I recently presented Yale Surgical Grand Rounds focused on “Cost and Quality in Cancer Care.” Amidst the talks in Washington regarding our unsustainable health care spending, and provisions of the Affordable Care Act rapidly taking hold, it seemed appropriate to start to critically evaluate how we spend our health care dollar and the value we receive in return. The data are not news to anyone. We spend more per capita than any other nation on earth, and yet the Organization for Economic Cooperation and Development (OECD) and the Commonwealth Fund find the U.S. lagging in terms of access, quality, efficiency, and equity of care. How can this be? We spend more than twice the OECD average on MRIs and CT scans, and our unabashed (and sometimes inappropriate) use of these may drive up costs without a commensurate improvement in quality despite innovations in technology.
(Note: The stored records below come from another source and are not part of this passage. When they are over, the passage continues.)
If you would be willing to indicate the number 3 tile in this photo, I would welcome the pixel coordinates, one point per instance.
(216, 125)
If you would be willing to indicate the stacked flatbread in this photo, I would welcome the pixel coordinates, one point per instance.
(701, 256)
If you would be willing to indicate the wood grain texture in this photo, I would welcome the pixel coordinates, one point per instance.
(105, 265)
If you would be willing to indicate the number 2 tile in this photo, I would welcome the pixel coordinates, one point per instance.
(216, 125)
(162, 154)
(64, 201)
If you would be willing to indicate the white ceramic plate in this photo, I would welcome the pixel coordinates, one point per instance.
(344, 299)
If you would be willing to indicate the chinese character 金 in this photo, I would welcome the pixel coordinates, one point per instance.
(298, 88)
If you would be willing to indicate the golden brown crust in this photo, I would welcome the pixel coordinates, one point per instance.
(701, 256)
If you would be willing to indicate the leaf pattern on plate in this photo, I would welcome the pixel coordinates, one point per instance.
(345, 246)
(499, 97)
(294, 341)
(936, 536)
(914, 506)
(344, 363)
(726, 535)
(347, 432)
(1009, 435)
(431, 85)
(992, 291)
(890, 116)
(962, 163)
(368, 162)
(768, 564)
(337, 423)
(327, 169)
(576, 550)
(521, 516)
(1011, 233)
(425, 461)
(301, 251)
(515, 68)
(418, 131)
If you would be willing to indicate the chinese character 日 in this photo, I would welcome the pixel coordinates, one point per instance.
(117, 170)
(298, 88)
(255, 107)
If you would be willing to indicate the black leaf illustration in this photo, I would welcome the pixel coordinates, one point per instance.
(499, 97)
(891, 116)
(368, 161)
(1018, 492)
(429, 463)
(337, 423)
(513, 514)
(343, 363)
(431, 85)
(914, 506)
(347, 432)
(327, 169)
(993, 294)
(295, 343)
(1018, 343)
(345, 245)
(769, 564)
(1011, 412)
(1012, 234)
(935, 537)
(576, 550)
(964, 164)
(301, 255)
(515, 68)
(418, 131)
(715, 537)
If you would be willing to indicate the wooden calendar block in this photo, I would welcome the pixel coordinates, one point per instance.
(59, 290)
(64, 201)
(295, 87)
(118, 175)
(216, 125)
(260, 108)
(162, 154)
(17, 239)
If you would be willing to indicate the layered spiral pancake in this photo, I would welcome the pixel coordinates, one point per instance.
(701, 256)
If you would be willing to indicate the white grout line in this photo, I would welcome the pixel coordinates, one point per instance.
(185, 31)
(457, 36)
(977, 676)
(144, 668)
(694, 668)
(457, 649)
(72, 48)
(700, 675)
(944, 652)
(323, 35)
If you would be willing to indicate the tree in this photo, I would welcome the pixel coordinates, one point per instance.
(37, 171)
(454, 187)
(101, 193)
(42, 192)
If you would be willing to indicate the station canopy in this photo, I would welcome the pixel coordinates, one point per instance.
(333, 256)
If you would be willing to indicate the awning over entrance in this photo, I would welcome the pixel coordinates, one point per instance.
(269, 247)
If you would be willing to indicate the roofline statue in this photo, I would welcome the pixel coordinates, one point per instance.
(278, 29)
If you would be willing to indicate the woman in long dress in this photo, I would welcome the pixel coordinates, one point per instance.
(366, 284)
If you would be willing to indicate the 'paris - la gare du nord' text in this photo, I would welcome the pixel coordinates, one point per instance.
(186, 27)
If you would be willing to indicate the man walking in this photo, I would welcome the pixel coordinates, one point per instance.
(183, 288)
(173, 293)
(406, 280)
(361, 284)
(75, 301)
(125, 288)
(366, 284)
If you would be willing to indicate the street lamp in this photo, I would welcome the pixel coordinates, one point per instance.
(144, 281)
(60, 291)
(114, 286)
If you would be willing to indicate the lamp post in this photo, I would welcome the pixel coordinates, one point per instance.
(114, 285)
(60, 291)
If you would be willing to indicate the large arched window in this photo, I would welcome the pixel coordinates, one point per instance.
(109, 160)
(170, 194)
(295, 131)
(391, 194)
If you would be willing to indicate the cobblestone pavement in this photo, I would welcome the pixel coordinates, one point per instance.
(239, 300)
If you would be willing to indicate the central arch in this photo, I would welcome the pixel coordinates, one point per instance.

I told the story of a very elderly patient of mine, who had gone for a routine screening mammogram, which found a speck of calcifications which were further evaluated with magnification views and a biopsy before she was referred to me with low grade DCIS for surgical considerations. We had a very frank discussion – although she was certainly healthy for her very advanced age, with hypertension as her only comorbidity, one had to wonder about the natural history of her disease and whether this would ever progress to invasive disease that would threaten her quality or quantity of life. As she contemplated whether or not to pursue surgical extirpation of her disease given our conversation, I considered why she had a screening mammogram her age, with little to no evidence of the efficacy of mammography in this population. A recent New England Journal of Medicine article noted significant overdiagnosis, and the paper published in JAMA Internal Medicine estimated annual screening related expenditures associated with mammography in the population over the age of 75 to be $410.6M.
But it’s not just the fact that our duty as citizens should force us to be good stewards of health care resources. It’s our duty as physicians to avoid needless tests that could add to potential morbidity. Beyond that, one cannot underestimate the effect of the financial impact cancer treatment on the quality of life of our patients. Bankruptcy levels continue to rise in this nation, and the #1 cause (accounting for 42% of all bankruptcies) is medical expenses — that’s more than job loss, credit card debt, avoiding foreclosure, preventing loss of utilities, student loans, and car payments combined.
We need to stop the madness –- stop ordering metastatic work-ups on patients with early stage breast cancer; stop doing routine MRIs even on patients planning to have bilateral mastectomies; stop doing a CBC and complete metabolic profile on every patient who walks into your office “just because”….we need to practice more rational evidence-based medicine; and our professional organizations like ASCO need to support these choices with guidelines like its “Top Five.” Soon after I gave the talk, a few people showed me the Time article that came out the same day. The same song, with a different verse. We can no longer choose to ignore the issue, for if we don’t step up to stop the madness, others will stop it for us.